The last few December CGG meetings have seen a dedicated slot for the discussion of interesting and/or difficult cases. This has proved highly popular with the membership and all of the 130 or so members present at the December 2005 meeting voted for its continuance and also inclusion at the summer CGG meetings. The 1.5-2 hour slot was designed to facilitate more informal discussion than possible in the scheduled talks and plenaries. We asked for any cases with ongoing management problems, clinical queries, ethical or legal dimensions or just learning points. This broad remit allows a variety of cases to be discussed, allowing members to benefit from the experience of a national group of experts and stimulating broader discussion than many find possible in busy local departmental meetings.

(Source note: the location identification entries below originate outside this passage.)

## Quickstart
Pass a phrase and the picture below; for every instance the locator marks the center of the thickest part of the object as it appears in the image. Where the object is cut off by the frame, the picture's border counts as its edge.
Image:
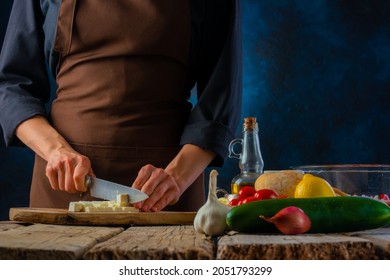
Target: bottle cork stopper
(249, 123)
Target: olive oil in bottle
(250, 159)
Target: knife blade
(109, 190)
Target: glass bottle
(250, 159)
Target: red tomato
(234, 202)
(265, 194)
(246, 191)
(248, 199)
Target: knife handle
(88, 181)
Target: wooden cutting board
(64, 217)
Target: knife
(109, 190)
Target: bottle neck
(251, 160)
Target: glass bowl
(354, 179)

The cases range from unusual presentation of conditions or clusters of cancer, interpretation of laboratory results, to the age-old ethical dilemma of the management of families in which for example paternity has been misattributed. An example of the latter was presented at the meeting: A father, known to have a mutant high-risk cancer gene, had asked that both his two daughters be tested for the mutant gene, even though he knew one was not his biological daughter. He had asked for this deception so that she would not find out about her paternity through the lack of an offer of predictive testing. There was general consensus that entering into such deception was problematic and that further facilitation of family discussion might find other resolutions to the problem. Another presented case queried the duty to contact at-risk relatives who had not been informed of their high risk status by the tested relative: A father who had tested positive for a BRCA1 mutation had declined to tell his daughters, currently in their mid 30s, for fear of 'upsetting' them. The audience was very much divided in opinion about this matter and it was agreed that there is little in the way of professional guidance to help decide. The 'great debate' at this year's British Society of Human Genetics (website) will debate this very issue, in the wake of several recent publications which demonstrated that relatives did not object to, and indeed in some situations expected, direct contact from the genetics service rather than an affected relative (Newsom et al., Suthers et al., 2005). One of the other issues discussed was the inadvertent testing of CHEK2 status in all people tested for BRCA2 (because of its inclusion as a positive control in the commercial ARMS kit). Many of the clinicians present were unaware of this, and the issue came to light when a GP referral specifically asked for CHEK2 status in the light of the Peto et al. Lancet paper (2005) which demonstrated a high risk of breast cancer (up to 60% lifetime risk) in first-degree relatives of individuals with bilateral breast cancer who were heterozygous for the del1100C allele. There was agreement that a much larger dataset was required before such lifetime risk figures could be used in genetic counselling, but also a concern about using this allele as a positive control if its risk is unclear.

The above gives a flavour of the session, in which several other interesting cases were discussed.